Дючейрн почувствовал, как в воздухе зала совета загудел момент, когда железный стержень вызова Клинтана упал на пол, и необходимость принять его вспыхнула в нем, как огонь. Пришло время — давно наступившее время — очистить викариат и саму Мать-Церковь от таких, как Жаспар Клинтан. И все же…
Казначей никогда не прерывал зрительного контакта с инквизитором, но его разум видел стоящих за дверью палаты стражников-шулеритов в пурпурном и других инквизиторов, рассеянных по всему Зиону и Храму. Если он упустит этот момент, если он и Мейгвейр не бросят вызов Клинтану сейчас, когда все здравомыслие было в подавляющем большинстве на их стороне, контроль великого инквизитора станет абсолютным. Но если бы они действительно бросили ему вызов, он, не колеблясь, арестовал бы их и превратил обоих в примеры для прочих. Это был бы не первый раз, когда он убивал коллег-викариев, чтобы доказать свою точку зрения, и публичная казнь единственных двух членов храмовой четверки, готовых противостоять ему, сделала бы его, а не ничтожество, сидящее на троне великого викария, неоспоримым диктатором Матери-Церкви.

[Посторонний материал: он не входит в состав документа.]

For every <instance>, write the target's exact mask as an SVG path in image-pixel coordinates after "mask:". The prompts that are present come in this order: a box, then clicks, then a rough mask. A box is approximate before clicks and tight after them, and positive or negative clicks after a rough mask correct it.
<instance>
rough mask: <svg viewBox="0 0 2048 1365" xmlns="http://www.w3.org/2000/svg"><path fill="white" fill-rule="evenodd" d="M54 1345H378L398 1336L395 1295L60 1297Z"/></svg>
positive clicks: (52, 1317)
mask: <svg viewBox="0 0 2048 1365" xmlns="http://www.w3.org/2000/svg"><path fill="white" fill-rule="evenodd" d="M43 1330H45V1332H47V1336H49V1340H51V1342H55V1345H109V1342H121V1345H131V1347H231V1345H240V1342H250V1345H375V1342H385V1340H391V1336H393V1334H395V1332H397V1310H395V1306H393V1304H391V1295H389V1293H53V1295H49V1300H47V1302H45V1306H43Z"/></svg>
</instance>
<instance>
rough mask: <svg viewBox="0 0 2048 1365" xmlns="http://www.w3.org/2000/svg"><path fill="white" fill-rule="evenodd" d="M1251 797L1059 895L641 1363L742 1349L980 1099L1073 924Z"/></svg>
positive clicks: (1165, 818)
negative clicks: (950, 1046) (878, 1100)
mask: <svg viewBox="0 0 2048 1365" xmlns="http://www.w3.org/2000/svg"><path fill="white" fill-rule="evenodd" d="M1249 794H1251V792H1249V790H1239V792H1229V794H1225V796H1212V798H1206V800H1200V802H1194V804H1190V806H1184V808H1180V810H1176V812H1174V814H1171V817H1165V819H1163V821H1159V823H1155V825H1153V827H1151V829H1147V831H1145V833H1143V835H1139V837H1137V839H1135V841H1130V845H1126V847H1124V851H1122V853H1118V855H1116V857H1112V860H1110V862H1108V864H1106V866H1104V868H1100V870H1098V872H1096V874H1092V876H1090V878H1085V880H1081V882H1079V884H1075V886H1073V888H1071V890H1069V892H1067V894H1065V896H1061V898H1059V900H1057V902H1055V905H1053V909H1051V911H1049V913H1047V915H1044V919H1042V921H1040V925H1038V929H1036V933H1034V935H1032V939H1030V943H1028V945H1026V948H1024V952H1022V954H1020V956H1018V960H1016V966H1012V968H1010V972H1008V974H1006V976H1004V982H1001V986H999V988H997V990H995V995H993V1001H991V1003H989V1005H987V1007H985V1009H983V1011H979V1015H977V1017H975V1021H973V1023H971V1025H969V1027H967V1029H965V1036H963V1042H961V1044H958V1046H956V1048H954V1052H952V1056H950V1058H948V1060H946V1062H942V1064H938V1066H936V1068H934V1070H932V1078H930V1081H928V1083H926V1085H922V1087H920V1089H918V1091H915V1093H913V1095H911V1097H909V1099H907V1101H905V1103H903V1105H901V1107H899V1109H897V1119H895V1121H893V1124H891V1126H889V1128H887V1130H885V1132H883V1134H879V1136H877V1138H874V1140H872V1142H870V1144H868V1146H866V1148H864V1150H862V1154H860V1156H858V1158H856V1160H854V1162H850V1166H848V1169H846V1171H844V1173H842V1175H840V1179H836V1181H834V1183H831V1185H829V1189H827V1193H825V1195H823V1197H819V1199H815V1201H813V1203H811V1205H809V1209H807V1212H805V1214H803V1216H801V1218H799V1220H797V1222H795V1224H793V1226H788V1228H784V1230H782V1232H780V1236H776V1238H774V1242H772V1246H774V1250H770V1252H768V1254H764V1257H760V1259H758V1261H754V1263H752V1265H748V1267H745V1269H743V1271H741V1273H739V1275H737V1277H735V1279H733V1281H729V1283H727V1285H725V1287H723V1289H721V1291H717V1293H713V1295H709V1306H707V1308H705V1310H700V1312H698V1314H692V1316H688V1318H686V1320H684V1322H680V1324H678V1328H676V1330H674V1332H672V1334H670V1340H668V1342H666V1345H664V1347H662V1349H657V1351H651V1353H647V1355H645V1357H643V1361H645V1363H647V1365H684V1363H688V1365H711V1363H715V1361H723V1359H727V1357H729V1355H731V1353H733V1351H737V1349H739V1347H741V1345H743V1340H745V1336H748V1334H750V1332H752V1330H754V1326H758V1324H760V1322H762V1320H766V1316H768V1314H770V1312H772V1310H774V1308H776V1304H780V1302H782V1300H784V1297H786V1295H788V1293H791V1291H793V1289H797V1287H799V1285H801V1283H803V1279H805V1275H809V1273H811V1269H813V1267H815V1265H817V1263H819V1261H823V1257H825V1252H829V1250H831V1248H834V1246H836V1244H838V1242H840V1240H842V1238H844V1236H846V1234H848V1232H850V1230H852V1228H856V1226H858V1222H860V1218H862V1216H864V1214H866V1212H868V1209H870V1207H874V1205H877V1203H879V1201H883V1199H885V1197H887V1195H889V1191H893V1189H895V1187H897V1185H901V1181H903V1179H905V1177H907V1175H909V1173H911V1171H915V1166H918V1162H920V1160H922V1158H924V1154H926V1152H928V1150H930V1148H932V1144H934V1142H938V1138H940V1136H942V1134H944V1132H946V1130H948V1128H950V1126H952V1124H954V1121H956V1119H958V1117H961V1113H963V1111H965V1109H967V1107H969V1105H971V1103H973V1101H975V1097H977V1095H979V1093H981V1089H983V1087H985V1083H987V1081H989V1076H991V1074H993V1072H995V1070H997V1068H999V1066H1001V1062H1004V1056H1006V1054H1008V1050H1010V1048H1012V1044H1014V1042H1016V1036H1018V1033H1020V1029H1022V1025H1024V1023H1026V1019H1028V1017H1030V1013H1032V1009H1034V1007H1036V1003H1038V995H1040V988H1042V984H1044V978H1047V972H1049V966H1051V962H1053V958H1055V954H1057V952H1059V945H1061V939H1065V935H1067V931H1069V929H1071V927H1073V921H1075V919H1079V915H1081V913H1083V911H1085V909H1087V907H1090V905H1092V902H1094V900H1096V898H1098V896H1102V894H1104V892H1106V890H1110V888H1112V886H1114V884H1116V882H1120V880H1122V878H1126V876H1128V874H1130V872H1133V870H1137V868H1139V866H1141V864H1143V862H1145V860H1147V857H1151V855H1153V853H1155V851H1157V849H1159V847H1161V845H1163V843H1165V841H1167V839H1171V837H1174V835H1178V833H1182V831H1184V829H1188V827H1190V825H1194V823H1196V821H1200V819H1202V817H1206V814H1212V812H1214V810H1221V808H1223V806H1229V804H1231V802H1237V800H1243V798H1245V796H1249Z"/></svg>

Встреться с ним лицом к лицу! — закричал глубоко внутри голос. — Встреться с ним лицом к лицу сейчас, потому что, если ты этого не сделаешь, у тебя может никогда не быть другого шанса! Зачем вы готовились все это время, если вы никогда не собираетесь их использовать?
Но в этом-то и была проблема, не так ли? Он сделал приготовления, и он знал их силу, знал, как глубоко они зашли, но он также знал, что они полагались не на военное оружие или мощь легионов. Они не могли сравниться с Клинтаном в прямой конфронтации, особенно после того, как инквизиция установила прямой контроль над городом Зион и всеми его стражниками.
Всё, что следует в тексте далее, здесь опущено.